ヘリ発着場や訓練施設など、軍事用施設の整備に使うのである。
もともとグアムには、普天間基地の13倍もの広さをもつアンダーセン空軍基地や、天然の良港であるアプラ軍港、広大な海軍弾薬庫などの軍事施設がある。
新たに基地をつくる必要はなく、海兵隊用の訓練施設を整備あるいは新設すればいいのである。
そこで問題をうんと単純化して試算してみる。
* 当初の予算総額:100億ドル、うち日本側の支出額:60億ドル(約60%)
* 当初の海兵隊移転数:8000人
* 今回の海兵隊移転数:4700人(約60%)
* 4700人のための生活施設建設費:36億ドル(60億ドル×0.6)
* 日本支出の剰余=軍事施設整備用: 24億ドル(60億ドル-36億ドル)
こうしてみると、アメリカ側は予算がつかなくても、4700人の海兵隊グアム移転は可能なのである。
■試される野田政権
ところが、これには一つ、問題がある。
日本側から、移転の人員が6割になったのだから、分担額も6割、つまり36億ドルに減額すべきではないか、という申し出が予想されることである。
この当然の要求に、アメリカ側はどう答えるのか。
その答えが、ローテーションである。
当初の移転人数8000から4700を引いた、残り3300人は、オーストラリア、フィリピン、ハワイなどをローテーションさせて、そこで有事に備えながら訓練をする、というのである。(こともあろうに、そのローテーションの候補地に岩国も入っている。)

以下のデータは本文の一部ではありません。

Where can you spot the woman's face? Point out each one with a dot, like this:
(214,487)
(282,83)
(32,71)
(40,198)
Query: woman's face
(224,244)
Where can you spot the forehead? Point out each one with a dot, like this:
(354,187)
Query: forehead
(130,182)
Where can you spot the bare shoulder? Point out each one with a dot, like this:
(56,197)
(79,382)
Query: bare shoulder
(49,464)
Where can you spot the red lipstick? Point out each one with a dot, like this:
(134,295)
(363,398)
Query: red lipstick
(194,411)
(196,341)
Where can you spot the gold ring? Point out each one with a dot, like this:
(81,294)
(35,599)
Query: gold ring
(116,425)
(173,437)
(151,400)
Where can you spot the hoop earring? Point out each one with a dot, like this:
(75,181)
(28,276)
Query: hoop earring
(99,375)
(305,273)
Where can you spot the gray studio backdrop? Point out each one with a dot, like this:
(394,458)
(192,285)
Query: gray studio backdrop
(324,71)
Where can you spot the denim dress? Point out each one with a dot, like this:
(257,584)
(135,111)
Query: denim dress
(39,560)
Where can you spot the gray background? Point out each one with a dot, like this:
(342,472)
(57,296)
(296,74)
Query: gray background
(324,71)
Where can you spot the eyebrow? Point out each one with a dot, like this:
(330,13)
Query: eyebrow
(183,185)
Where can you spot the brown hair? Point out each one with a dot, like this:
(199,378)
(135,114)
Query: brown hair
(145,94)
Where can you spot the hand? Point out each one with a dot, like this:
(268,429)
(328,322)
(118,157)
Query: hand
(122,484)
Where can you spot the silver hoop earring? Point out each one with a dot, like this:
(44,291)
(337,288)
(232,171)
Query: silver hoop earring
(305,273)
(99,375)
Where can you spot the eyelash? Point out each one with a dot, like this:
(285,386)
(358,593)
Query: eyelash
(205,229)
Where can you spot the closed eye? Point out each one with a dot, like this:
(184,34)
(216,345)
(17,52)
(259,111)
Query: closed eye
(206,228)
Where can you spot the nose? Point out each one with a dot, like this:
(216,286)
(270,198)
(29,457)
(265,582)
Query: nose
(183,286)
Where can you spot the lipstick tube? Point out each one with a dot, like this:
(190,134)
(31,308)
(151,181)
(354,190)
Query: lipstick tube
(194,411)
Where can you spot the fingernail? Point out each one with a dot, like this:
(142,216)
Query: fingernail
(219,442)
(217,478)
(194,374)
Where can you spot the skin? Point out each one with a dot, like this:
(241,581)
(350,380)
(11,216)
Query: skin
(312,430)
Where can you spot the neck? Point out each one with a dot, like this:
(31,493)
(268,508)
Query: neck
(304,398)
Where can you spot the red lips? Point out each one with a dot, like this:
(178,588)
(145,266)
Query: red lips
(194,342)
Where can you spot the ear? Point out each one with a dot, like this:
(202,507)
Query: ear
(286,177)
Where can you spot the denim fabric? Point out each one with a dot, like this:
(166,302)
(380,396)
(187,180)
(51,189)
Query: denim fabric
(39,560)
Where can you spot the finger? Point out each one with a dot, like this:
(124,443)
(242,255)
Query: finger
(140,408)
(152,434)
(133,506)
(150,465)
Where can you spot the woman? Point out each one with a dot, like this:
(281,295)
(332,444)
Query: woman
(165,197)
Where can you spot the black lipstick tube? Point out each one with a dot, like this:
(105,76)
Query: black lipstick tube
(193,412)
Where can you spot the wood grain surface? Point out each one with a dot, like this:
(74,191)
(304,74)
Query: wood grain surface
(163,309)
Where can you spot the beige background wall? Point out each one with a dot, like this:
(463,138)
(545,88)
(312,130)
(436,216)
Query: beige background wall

こうして、グアムに移転するのが4700人、ローテーション組にまわるのが3300人、合わせて8000人が沖縄を離れることになるわけだから、当然、当初の約束どおり、グアム移転費として60億ドル、出してもらえるんでしょうね。
つまり、行き先は分かれるとしても、沖縄を立ち去るのは当初と同じ8000人なのだから、立退き料に変わりはないでしょうね。
――というのが、アメリカ側が立ててくる「論理」であろう。
この「論理」にどう立ち向かうのか、野田政権が試される。